At least, that's what it'd look like if this naive approach to solving irrational fears actually worked. In the next post, we'll go over what actually happened when my friend came to me asking for help with her irrational fear of heights.

  1. ^

    E.g. Pavlov "anchored" anticipation of dinner and the associated responses to the sound of a bell.

  2. ^

     Notice how this only works if it's coming from someone you respect? If you don't, this sounds like silly shit you probably don't intend to take very seriously.

    "You sound like some wannabe NLP kook!"

  3. ^

    NLP's "collapsing anchors" falls out when people are secure enough to face a decision but need explicit help noticing and bringing together the relevant experiences that inform that decision, because they didn't realize there was something they weren't doing.

  4. ^

    Or "Apparently you can just decide to not swell injuries".

  5. ^

    In the Gendlin sense.

  6. ^

    I wish I had a reference to cite here, because a lot of this is taken fairly directly from Joe Fobes's "What Do You Want?" protocol. Essentially, he noticed that by refusing to validate the desire to eat ones cake and have it too as a reason to get stuck, you can actually resolve such issues quite effectively. 

    It was his insight that the issue is fundamentally that of conflicting desires and an undecided mind, that the resolution involves seeing the realistic option as one thing, and that this entails wanting the probabilistic bad outcome too. I think he even used the example of a dog bite when teaching it to me. His methods were quite crude at the time, basically pretending to not understand and just annoyingly repeating WDYW? until people would get fatigued of fighting for what can't have and make up their mind, but it was still surprisingly effective and was a great proof of concept for this key insight.

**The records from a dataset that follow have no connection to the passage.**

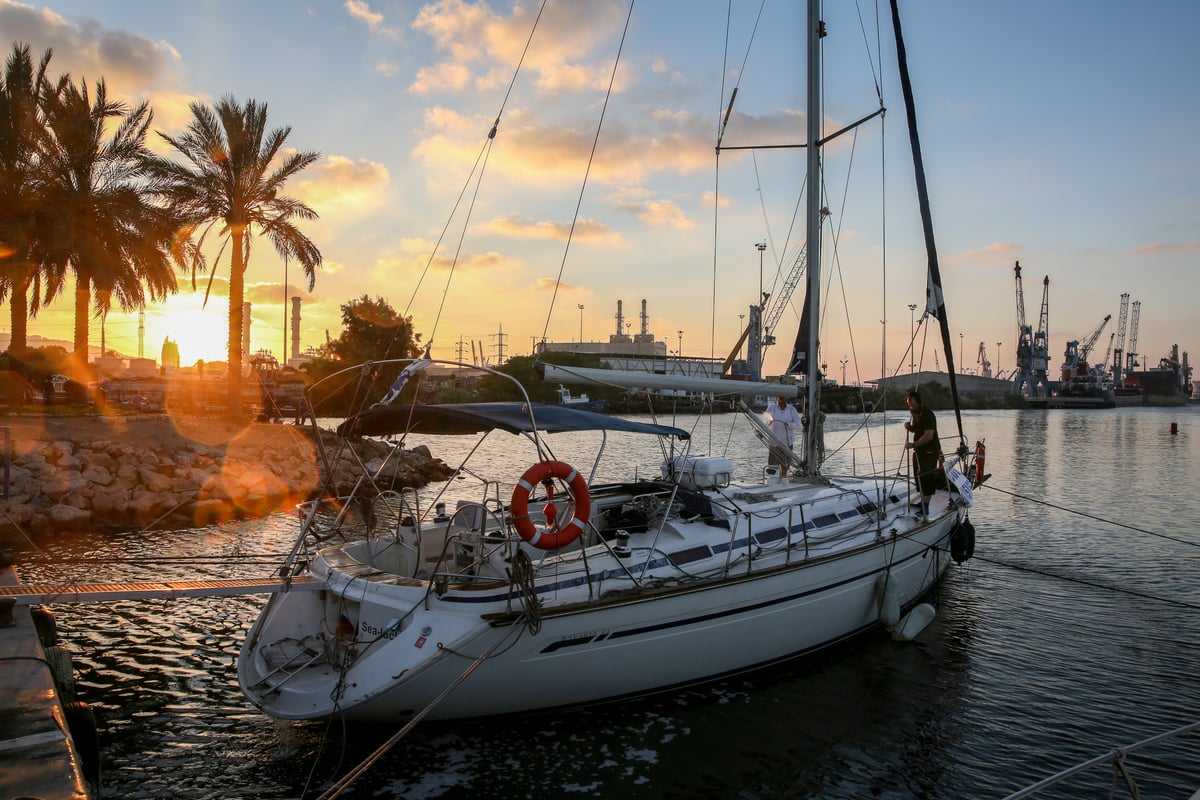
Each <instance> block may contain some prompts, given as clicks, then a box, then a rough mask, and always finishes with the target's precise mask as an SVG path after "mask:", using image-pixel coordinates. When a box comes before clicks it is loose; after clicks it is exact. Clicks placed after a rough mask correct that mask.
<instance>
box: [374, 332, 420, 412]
mask: <svg viewBox="0 0 1200 800" xmlns="http://www.w3.org/2000/svg"><path fill="white" fill-rule="evenodd" d="M432 347H433V342H430V343H428V344H426V345H425V354H424V355H422V356H421V357H420V359H418V360H416V361H414V362H413V363H410V365H408V366H407V367H404V368H403V369H401V371H400V374H398V375H396V380H395V381H394V383H392V384H391V389H389V390H388V393H386V395H384V398H383V399H382V401H379V402H378V403H376V405H388V404H390V403H392V402H395V399H396V398H397V397H400V391H401V390H402V389H403V387H404V384H407V383H408V379H409V378H412V377H413V375H415V374H416V373H418V372H420V371H421V369H425V367H427V366H430V365H431V363H433V359H431V357H430V348H432Z"/></svg>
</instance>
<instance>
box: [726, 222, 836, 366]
mask: <svg viewBox="0 0 1200 800" xmlns="http://www.w3.org/2000/svg"><path fill="white" fill-rule="evenodd" d="M826 213H827V212H826ZM763 249H766V246H763ZM808 263H809V248H808V245H804V246H803V247H802V248H800V252H799V254H798V255H797V257H796V261H794V263H793V264H792V270H791V272H790V273H788V275H787V278H786V279H785V281H784V284H782V287H780V290H779V291H778V293H776V294H775V300H774V302H773V303H772V305H770V308H767V301H768V300H770V293H767V291H763V293H762V296H761V297H760V299H758V305H757V306H750V314H749V318H750V321H749V323H748V324H746V327H745V330H744V331H742V336H739V337H738V341H737V342H736V343H734V345H733V349H732V350H730V355H728V356H726V359H725V362H724V363H722V365H721V374H727V373H728V372H730V367H732V366H733V362H734V361H736V360H737V356H738V353H740V351H742V345H743V344H745V343H746V339H749V345H748V347H746V361H748V362H749V365H748V366H749V367H750V373H751V374H750V378H751V380H760V379H761V378H762V360H763V357H764V355H766V351H767V348H768V347H770V345H772V344H775V326H776V325H778V324H779V319H780V317H782V315H784V311H785V309H786V308H787V303H788V302H790V301H791V299H792V293H793V291H794V290H796V287H797V285H799V283H800V279H802V278H803V277H804V269H805V266H808Z"/></svg>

    Where he went next with it is a direct improvement as it doesn't require pretending to not see the desire for both, and as a result is more effective. I've gotten a lot of mileage out of this protocol when I have gotten stuck, and it is exactly this protocol, applied to pain, which led me to see first hand how pain actually is just information -- that matters to us. Rereading now, there's clear bits of this acknowledgement routine shining through too, actually.

  7. ^

    The insight that a lot of apparently irrational behavior actually has fairly valid reasons of which we are unaware is not unique to me, and is a recurring theme in lots of therapeutic schools of thought.